Tulips in my kitchen, February 2013
I don’t post a lot of recipes. I’m not a gourmet cook. I don’t take gorgeous food photos.
But I do make a mean oatmeal chocolate chip cookie.
I wanted to share it with you. Bake these in honor of Valentine’s Day being past, an “Alaskan” storm headed our way, and cozy February afternoons when you want your house to smell good.
This cookie is divinely chewy & substantial. If you like a thin, crisp cookie, this is not the recipe for you. But if you like something chewy and seriously oatey, you will like this cookie. Swear on my copy of The New Best Recipe, by Cook’s Illustrated. Which, coincidentally, is where this recipe comes from.
And because warm cookies are the most divine, I usually only bake the ones we’re about to eat. The rest of the dough stays in my fridge or my freezer, so homemade can be spur of the moment.
Chewy Oatmeal Chocolate Chip Cookies, from The New Best Recipe
1.5 c flour
0.5 t baking powder
0.5 t salt
16 T (2 sticks) butter, softened but still cool – the recipe calls for unsalted, but I’ve used either & the recipe still turned out great. You can reduce the salt if you use salted butter, but don’t worry about it if you forget.
Splash of vanilla – the recipe doesn’t call for it, but I still like to add it. Taking a whif of vanilla makes me feel like I’m really baking, know what I mean?
1 c packed light brown sugar
1 c granulated sugar – if you prefer a less sweet cookie, you can reduce this to 3/4 c of sugar. I often do, as the chocolate chips add their own sweetness.
2 large eggs
3 c old-fashioned rolled oats
chocolate chips to taste
1. Preheat oven to 350 degrees. Line baking sheet(s) with parchment paper or nonstick cooking mat, or spray with cooking spray.
2. Whisk the flour, baking powder and salt in medium bowl.
3. By hand or with electric mixer, beat butter on medium speed until creamy. Add the sugars; beat until fluffy, about 3 minutes. Beat in the eggs, one at a time. Add vanilla. *I do not have a stand mixer. I use a handheld electric mixer for this and it works fine.
4. Stir the dry ingredients into the butter-sugar mixture with a wooden spoon or large rubber spatula. Stir in the oats and chocolate chips.
5. Roll dough into balls and place on lined baking sheet. The recipe call for large cookies (2-inch balls). I’ve made them smaller, and they’re still great.

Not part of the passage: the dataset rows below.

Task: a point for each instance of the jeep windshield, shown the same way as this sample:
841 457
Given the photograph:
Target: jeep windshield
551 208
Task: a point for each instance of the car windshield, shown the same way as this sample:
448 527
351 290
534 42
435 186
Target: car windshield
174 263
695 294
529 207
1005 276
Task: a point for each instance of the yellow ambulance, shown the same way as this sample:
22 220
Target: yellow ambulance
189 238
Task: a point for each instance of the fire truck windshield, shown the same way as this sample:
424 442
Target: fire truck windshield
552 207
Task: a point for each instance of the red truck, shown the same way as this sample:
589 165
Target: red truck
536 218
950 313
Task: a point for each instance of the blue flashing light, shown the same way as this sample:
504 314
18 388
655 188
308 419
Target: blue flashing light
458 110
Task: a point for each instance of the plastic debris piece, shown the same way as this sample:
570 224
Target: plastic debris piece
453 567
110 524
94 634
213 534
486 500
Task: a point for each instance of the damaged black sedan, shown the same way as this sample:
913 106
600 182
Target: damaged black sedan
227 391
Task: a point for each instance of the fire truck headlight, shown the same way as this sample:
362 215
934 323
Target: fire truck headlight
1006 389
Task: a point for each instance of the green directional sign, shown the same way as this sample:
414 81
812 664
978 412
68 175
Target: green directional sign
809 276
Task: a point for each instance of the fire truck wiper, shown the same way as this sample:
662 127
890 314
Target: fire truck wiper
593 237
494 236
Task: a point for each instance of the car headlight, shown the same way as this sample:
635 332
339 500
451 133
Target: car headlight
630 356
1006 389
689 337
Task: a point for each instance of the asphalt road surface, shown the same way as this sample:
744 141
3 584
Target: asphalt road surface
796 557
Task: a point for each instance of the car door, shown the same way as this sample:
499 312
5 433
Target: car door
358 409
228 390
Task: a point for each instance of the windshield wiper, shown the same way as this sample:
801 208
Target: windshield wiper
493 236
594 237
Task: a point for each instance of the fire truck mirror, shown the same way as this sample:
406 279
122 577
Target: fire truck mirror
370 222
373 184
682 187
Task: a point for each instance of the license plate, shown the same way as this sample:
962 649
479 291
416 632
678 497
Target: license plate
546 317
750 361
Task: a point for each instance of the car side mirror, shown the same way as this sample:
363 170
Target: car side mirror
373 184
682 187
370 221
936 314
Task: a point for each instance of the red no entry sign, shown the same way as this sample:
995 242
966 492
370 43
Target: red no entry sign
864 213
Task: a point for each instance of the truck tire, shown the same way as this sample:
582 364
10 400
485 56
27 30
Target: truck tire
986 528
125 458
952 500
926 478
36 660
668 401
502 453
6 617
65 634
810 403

6. Bake until the cookie edges turn golden brown. Do not overbake. The edges should be browned, but the rest of the cookie should be very light in color. 22-25 minutes for large-size cookies. Start checking at 12-15 minutes for smaller cookies. Let the cookies cool on the baking sheet for 2 minutes, then transfer to a wire rack. Or directly into your mouth.